Svechla: La situation dans le nord a été supprimée avec l'aide des internationaux, mais c'est temporaire.

Le ministre de l'Intérieur Jhelal Svecla attend de nouveau des provocations de la Serbie. Dans une interview pour les médias suisses, “20 minutes”, il s'est dit convaincu que les provocations “ne s'arrêteront pas”. L'influence directe du président serbe Aleksandar Vuciq sur la tension de la situation dans le nord du Kosovo, selon le [...]
Le ministre de l'Intérieur Jhelal Svecla attend de nouveau des provocations de la Serbie. Dans une interview pour les médias suisses, “20 minutes”, il s'est dit convaincu que les provocations “ne s'arrêteront pas”.
L'influence directe du président serbe Aleksandar Vuciq sur la tension dans le nord du Kosovo, dit Svecla “a pris la forme de mobilisation, de financement et de soutien logistique”.

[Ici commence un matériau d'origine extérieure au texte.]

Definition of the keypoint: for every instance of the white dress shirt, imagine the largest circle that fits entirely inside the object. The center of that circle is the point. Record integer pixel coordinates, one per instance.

En outre, ce sont les forces armées serbes, qui sont situées à la frontière comme une menace. Bien sûr, il a eu une influence à la fois de la Russie et d'organisations criminelles dans la région, qui depuis des années ont abusé du nord du Kosovo en tant que point de transport de marchandises, de drogues et même de personnes et ont pu faire de grands profits. Tous ces facteurs sont combinés pour déstabiliser non seulement le nord du Kosovo, mais l'ensemble du pays”, a-t-il déclaré.
Svechla dit que l'élimination des barricades a été réalisée “avec l'aide de partenaires”, mais est très optimiste quant à ce qui se passera ensuite.
“Avec l'aide de nos partenaires, nous avons également réussi à apporter une dérogation, mais sur la base de l'expérience passée, ce n'est évidemment que temporaire”, a-t-il dit.
Pour la situation dans le nord du pays, Svechla dit que nous sommes “et nous sommes préoccupés, mais pas du tout effrayés”.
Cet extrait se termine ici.